Hello. First I have learned so much, so thank you. I am a beginner with no background in doing silver refining. So I have read and watched lots of info. Sreetips is my main go to for info. I am using the stainless steel bowl method. My first harvest was amazing. The only issue I was having was I was not quite getting to 1 Amp at 3.5 volts. I filtered the nitrate and put in a new basket. The first 24 hr was going like normal. I took a look this morning and all was fine but a couple hours later I find this thick layer of muck (I think its silver chloride). My questions are. 

How did this happen? I didn't use any tap water and the %90 shot I used was rinsed with distilled water. 

What do I do next? Do I filter it out and use copper and makes some silver cement and make some new nitrate?

Thank you in advance for any advice.


----------



## xdxninjax (Apr 4, 2021)

The thick stuff is the consistency of like a tofu and it is very light.


----------



## Lino1406 (Apr 4, 2021)

This looks more silver nitrate than silver chloride


----------



## xdxninjax (Apr 4, 2021)

When I found it it looked like it was coming from the anode falling down and making a pile along with coating the sides for the bowl and its white in color. Like I said I am a total newbie but willing to learn.


----------



## FrugalRefiner (Apr 4, 2021)

Do you have an anode bag to catch the slimes?

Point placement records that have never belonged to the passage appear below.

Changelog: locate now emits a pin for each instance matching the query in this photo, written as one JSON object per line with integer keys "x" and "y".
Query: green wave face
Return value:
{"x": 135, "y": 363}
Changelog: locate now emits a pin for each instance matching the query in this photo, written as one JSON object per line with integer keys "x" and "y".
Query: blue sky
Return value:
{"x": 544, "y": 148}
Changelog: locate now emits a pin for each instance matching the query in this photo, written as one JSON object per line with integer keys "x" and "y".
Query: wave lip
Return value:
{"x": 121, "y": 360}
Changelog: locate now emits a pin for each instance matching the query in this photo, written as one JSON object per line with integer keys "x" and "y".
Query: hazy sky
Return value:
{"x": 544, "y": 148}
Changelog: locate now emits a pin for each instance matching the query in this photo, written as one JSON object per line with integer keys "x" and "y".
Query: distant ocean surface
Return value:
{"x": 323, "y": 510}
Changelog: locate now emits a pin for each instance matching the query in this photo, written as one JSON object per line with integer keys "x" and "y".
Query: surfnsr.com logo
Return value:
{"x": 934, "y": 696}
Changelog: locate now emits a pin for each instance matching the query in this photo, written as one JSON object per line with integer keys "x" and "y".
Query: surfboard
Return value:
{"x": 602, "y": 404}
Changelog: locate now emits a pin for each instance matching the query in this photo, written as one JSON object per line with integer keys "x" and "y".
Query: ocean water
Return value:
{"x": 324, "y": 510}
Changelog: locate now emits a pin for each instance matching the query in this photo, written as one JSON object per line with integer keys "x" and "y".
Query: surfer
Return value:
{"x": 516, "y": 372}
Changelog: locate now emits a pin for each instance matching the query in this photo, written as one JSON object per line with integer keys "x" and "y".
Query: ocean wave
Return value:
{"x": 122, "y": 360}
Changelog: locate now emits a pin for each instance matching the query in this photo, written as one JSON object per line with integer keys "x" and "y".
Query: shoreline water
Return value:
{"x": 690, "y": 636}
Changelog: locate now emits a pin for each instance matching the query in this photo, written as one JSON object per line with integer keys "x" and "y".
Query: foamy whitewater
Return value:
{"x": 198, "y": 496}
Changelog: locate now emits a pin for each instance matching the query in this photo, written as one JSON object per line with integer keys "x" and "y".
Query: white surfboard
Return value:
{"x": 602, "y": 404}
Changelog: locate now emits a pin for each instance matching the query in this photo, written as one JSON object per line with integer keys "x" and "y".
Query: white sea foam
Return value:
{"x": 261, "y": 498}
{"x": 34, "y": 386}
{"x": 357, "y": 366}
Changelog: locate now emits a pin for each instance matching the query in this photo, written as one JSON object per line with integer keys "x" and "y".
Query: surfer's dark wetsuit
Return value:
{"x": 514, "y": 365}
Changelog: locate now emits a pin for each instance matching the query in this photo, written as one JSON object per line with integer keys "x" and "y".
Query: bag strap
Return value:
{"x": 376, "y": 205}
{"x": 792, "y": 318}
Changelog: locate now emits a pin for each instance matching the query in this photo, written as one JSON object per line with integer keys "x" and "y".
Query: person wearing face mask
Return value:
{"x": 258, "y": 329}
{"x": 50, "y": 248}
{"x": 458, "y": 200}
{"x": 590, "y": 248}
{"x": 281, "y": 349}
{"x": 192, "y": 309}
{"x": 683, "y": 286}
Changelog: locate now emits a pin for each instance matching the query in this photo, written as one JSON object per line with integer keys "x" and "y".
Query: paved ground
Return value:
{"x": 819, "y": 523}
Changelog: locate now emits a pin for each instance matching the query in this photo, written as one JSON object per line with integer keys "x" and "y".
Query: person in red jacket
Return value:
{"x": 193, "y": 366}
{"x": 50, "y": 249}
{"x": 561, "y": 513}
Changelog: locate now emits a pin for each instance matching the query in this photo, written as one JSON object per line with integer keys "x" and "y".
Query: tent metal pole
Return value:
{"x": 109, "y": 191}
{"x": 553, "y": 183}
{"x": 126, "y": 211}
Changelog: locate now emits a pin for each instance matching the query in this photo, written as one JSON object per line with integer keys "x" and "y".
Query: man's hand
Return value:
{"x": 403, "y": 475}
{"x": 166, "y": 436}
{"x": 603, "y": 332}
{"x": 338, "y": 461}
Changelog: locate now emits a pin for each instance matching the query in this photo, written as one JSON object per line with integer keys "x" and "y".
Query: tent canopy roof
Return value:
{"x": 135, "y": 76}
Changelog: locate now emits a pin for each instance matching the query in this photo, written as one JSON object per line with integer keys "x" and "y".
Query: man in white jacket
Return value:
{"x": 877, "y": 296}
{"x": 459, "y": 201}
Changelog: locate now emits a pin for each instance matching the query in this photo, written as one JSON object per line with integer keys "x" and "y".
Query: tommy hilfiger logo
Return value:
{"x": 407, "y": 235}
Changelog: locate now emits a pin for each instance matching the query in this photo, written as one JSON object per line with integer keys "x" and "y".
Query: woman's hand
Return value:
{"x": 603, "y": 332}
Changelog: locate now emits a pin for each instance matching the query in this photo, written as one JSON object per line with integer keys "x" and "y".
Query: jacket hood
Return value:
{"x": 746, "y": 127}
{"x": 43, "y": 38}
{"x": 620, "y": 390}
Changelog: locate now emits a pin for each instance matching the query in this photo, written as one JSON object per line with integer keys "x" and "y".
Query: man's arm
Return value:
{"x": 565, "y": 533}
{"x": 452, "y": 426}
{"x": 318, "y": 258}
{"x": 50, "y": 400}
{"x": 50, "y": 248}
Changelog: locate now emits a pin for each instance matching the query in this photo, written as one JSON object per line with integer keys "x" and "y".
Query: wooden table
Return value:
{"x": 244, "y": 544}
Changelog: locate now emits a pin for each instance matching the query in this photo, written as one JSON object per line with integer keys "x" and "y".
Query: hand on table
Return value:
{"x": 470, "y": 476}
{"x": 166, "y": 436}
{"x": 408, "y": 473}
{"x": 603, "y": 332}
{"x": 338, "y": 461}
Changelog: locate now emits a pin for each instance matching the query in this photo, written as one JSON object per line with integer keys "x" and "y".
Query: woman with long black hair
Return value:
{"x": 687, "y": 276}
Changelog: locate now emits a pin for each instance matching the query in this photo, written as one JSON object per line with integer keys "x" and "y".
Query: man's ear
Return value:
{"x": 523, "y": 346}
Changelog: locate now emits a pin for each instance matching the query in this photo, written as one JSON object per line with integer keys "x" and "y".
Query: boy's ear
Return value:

Could there be a hole in it?

Dave


----------



## xdxninjax (Apr 4, 2021)

It was new filter bag. I am using the vacuum bag sreetips uses. There could be a chance of a hole. I pulled the anode and stoped the process. I will look tomorrow. 

My real question is what do I do next? Do I filter the unknown material out and cement out the silver and start over?


----------



## Palladium (Apr 5, 2021)

xdxninjax said:


> I didn't use any tap water and the *90% shot* I used was rinsed with distilled water.



Please do tell more!


----------



## xdxninjax (Apr 5, 2021)

I am have been taking some %90 silver coins and making shot out of them to feed the anode. I melt them down in a old crucible that I have drilled a hole in the bottom of it drips down into a I'm bucket of water. Sometimes the shot has pointy edges I am thinking maybe that poked a hole and some of the slime leaked out but that's just my best guess with no real experience. Like I said I am just learning and do not know the exact science or math but I am learning. (I did use water from my hose to fill my bucket to make the shot but it's well water with very little chlorine).


----------



## xdxninjax (Apr 5, 2021)

So after watching a viedo on the theory and calculations of a silver cell it loos like I am doing things in the wrong steps to be the most efficient. It looks like I need to Precipitate the 90% silver down to solution and then cement out the silver. I then melt that to shot and use that to feed my silver cell. 

With that said I still don't know what exactly happened to my cell to create the problem I am having now.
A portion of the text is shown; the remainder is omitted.